Set the auto_configurator_path parameter in conf/config.yaml to the absolute pathname of the auto_configurator directory.

You must also set parameters that specify generic cluster-related information, such as partition and account. These parameters are in the configuration file conf/cluster/bcm.yaml.

The path specified by the auto_configurator_path parameter is automatically mounted to the container at the same path as in the local file system. Any additional directories that are mounted must be specified using the container_mounts parameter. If a parameter value contains a colon (’:‘), the code assumes that both source and destination paths are provided. Otherwise, each given path is mounted to the same path inside the container.

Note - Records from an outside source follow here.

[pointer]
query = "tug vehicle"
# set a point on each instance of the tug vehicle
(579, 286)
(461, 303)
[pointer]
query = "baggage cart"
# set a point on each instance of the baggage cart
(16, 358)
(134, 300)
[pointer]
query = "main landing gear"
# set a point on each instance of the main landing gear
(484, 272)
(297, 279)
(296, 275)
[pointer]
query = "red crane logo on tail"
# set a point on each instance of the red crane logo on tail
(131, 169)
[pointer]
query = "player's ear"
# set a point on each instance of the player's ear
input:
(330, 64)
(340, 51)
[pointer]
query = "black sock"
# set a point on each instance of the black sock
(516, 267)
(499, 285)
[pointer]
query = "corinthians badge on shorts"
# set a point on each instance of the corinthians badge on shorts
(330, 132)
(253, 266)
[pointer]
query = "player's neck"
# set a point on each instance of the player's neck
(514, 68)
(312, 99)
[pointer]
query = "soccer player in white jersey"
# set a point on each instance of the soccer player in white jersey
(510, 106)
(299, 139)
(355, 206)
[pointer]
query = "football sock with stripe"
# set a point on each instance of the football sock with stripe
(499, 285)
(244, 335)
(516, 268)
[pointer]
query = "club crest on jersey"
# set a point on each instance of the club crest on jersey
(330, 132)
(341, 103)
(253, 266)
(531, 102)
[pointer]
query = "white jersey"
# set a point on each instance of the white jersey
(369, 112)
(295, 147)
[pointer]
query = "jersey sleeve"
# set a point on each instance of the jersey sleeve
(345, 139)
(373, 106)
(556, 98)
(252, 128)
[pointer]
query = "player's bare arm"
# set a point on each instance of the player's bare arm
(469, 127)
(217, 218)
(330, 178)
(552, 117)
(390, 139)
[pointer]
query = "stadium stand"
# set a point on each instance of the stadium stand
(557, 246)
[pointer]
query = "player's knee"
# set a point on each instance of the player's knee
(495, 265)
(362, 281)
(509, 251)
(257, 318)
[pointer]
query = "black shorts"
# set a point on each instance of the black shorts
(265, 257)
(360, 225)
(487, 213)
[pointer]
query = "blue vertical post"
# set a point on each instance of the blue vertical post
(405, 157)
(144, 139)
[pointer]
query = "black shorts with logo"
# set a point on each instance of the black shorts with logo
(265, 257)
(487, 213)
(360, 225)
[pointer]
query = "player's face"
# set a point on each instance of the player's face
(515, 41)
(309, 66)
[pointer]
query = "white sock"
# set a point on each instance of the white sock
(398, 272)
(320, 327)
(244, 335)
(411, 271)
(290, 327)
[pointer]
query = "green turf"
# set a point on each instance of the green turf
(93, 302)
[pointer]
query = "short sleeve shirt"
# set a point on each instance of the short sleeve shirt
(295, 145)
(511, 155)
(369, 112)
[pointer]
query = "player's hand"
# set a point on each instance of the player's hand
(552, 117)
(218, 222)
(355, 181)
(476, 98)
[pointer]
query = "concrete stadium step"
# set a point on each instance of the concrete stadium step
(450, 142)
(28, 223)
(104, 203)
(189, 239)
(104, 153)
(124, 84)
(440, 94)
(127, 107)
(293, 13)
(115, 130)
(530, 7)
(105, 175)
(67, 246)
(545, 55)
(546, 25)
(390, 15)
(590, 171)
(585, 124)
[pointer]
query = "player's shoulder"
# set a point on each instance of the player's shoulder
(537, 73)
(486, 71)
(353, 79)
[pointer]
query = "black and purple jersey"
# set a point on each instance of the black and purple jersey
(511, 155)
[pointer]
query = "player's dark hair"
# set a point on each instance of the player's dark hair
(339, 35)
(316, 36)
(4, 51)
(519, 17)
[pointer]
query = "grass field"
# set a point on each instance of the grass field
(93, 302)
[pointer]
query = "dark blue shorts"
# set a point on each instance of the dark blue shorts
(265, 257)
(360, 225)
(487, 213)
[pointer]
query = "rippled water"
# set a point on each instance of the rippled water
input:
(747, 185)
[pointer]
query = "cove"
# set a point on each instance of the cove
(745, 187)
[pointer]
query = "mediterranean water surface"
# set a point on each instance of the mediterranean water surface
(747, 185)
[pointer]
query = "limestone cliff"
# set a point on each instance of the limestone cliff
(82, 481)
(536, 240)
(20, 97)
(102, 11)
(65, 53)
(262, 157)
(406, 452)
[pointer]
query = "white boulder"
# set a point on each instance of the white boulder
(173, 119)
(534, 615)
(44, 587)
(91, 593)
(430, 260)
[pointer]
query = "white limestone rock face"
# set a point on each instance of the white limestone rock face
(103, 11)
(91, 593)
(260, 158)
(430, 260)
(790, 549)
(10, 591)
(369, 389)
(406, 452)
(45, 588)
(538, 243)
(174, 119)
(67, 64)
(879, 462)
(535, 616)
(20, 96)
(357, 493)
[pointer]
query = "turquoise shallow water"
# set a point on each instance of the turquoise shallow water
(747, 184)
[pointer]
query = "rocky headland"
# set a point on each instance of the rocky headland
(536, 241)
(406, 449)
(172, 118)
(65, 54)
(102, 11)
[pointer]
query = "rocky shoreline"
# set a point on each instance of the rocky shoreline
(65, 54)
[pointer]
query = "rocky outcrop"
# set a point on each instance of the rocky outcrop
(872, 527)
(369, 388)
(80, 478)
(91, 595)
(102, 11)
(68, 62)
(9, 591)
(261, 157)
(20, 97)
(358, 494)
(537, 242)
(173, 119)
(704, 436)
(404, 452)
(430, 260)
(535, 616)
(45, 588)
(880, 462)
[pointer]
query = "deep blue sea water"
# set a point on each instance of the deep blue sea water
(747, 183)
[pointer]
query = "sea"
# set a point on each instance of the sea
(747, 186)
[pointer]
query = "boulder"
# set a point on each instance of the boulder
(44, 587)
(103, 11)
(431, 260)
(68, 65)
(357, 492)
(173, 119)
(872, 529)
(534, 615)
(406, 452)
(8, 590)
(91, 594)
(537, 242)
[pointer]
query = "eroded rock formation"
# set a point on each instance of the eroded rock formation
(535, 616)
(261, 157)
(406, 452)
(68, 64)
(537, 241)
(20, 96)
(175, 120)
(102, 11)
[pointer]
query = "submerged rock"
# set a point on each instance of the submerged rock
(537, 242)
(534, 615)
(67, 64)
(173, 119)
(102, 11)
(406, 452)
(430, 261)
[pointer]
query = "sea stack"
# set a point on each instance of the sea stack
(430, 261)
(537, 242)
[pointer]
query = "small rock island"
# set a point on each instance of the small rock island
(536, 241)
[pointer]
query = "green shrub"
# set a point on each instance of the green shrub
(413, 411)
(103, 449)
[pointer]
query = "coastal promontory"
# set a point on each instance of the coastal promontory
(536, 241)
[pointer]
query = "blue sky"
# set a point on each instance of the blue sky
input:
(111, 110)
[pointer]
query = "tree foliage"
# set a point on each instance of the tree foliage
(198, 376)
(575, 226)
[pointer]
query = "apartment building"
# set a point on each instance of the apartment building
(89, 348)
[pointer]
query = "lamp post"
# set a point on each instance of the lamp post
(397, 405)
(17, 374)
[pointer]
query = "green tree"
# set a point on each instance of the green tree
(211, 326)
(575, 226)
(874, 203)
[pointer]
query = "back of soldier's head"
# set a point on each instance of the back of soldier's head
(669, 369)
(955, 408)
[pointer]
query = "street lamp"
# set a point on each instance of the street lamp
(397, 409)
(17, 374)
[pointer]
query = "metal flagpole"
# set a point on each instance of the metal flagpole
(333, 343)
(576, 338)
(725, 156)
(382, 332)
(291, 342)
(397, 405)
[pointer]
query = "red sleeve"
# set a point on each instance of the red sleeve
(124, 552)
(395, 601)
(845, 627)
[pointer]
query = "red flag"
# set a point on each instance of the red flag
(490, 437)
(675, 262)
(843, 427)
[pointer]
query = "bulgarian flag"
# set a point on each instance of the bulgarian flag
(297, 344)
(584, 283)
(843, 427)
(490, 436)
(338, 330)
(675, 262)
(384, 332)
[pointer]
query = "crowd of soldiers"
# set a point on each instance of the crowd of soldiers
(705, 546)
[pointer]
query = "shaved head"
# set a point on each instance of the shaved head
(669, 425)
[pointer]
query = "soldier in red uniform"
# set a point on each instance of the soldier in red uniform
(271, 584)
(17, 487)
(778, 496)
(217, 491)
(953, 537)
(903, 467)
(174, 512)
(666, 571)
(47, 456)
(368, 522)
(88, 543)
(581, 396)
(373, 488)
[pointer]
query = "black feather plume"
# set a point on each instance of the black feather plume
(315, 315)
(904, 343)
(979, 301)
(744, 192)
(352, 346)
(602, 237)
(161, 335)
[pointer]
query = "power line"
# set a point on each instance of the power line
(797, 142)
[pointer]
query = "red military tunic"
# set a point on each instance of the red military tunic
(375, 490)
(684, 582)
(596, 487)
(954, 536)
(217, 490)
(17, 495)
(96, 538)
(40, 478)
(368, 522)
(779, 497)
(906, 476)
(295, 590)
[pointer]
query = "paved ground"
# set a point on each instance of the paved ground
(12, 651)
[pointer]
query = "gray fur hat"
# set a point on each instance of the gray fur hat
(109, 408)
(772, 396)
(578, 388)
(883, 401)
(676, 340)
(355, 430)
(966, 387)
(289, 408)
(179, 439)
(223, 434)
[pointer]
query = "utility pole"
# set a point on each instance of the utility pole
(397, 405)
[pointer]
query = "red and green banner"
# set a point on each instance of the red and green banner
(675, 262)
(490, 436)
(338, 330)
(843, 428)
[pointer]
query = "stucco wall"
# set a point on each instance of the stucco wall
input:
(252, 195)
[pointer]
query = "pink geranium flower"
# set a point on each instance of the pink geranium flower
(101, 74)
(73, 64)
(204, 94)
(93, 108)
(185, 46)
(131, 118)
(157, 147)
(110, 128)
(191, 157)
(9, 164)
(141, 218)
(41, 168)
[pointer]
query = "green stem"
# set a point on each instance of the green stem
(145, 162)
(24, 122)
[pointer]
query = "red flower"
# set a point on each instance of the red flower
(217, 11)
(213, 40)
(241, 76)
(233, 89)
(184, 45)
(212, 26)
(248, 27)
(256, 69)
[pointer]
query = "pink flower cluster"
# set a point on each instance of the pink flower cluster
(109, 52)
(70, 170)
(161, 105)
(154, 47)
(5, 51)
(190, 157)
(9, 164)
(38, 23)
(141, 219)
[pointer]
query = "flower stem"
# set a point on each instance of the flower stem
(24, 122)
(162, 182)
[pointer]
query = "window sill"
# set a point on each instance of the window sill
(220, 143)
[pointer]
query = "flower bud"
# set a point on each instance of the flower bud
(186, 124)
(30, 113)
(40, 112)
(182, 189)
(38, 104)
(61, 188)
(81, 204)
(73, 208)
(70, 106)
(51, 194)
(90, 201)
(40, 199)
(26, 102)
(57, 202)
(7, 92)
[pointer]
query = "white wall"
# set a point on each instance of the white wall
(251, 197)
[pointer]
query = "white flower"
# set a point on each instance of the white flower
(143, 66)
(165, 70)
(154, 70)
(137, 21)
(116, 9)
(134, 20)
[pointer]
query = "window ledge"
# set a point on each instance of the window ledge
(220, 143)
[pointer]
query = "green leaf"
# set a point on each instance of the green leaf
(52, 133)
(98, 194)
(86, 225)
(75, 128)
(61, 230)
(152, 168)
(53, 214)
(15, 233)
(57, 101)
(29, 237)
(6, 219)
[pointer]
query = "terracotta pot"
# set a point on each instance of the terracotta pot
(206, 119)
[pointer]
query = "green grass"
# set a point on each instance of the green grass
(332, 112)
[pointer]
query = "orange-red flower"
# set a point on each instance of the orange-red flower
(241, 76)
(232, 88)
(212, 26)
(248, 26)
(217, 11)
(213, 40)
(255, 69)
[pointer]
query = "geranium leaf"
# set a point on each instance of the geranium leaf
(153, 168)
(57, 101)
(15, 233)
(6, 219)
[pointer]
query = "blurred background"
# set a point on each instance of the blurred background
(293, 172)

launcher_scripts_path must point to the path where the launcher_scripts directory is located in the local file system. The location specified in the default configuration should be valid if /opt was extracted correctly.

The data_dir value must point to the path where the training dataset is located. Note that the datasets for GPT, T5 and mT5 values are different, so modify this parameter accordingly. Follow the data preparation steps to learn how to download and preprocess the datasets for each model. The dataset in this path need not be the full-size dataset; a small representative sample of the dataset is sufficient, since AutoConfigurator does not train the models to convergence.

You can modify the base_results_dir parameter to point to the location where the results will be stored.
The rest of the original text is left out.